So here we are gathered at the departmental headquarters of the Frente Amplio, ready to meet and develop strategy for today and tomorrow. Between us we have several laptops and modems and about 15 people. I picked up Matilde on the way in and there were about 5 people when we arrived; now more have come, although we have not started meeting. I am elbow to elbow with Gregorio Canil, the coordinator for the department, and part of the national leadership of the movement. We have already begun, in the midst of finding cables and looking up information, a conversation about how to start now making plans for 2015, the next electoral cycle in Guatemala.  Here with us are Fermina and Matilda, along with Marta Cecilia, the Frente's candidate for mayor of Santa Cruz, other volunteers. It's been a very long time since I had this level of involvement with an election (when we ran for school board in the Lower East Side, back when there were elected school boards, in or about 1996). We are planning out who is doing what tomorrow: we are visiting seven municipalities in the south and eastern parts of the department, and another team will visit the northern part, and then we will see what still needs to be done by mid-afternoon.


Finally, the airwaves are free of the campaign ads.
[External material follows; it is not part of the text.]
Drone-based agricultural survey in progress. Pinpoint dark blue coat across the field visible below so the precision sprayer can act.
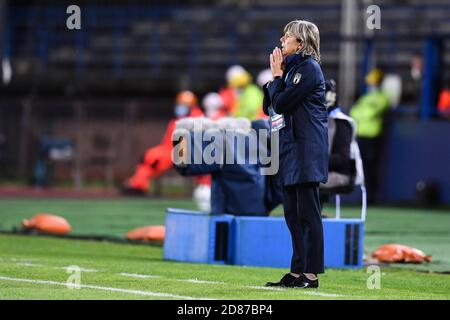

I do not have to listen to Otto Pérez Molina mouthing off about security and change; I don't not have to listen to stupid songs with empty messages over and over again. Back to the usual dreck of dumb commercials for Little Caesar's Pizza, along with a lot of public service announcements about the elections.


It's now later in the afternoon. The office is again full of people. I tried to go register myself as an international observer, so that I would be able to enter the polling places with my compañeras. First we went to one office where they sent us to another, the main permanent office of the Supreme Electoral Tribunal here. Hector, a young man from Quiché who has just started working with Winaq, accompanied me. There I was received by a staff person who told me that I would have to fill out a form but that the person who had the forms was at lunch. They told us to wait, and then kept telling us that he was coming, he was coming, but  we waited about half an hour, and then I decided to leave my phone number and return to the office.  Over lunch they called me and I returned again to the office, where I was told that it was too late, that I would have had to have asked for the credentials at least 15 days ago. So I will be without any credential.


It's about time to go. I need to do some shopping, and then home to clean and cook and write.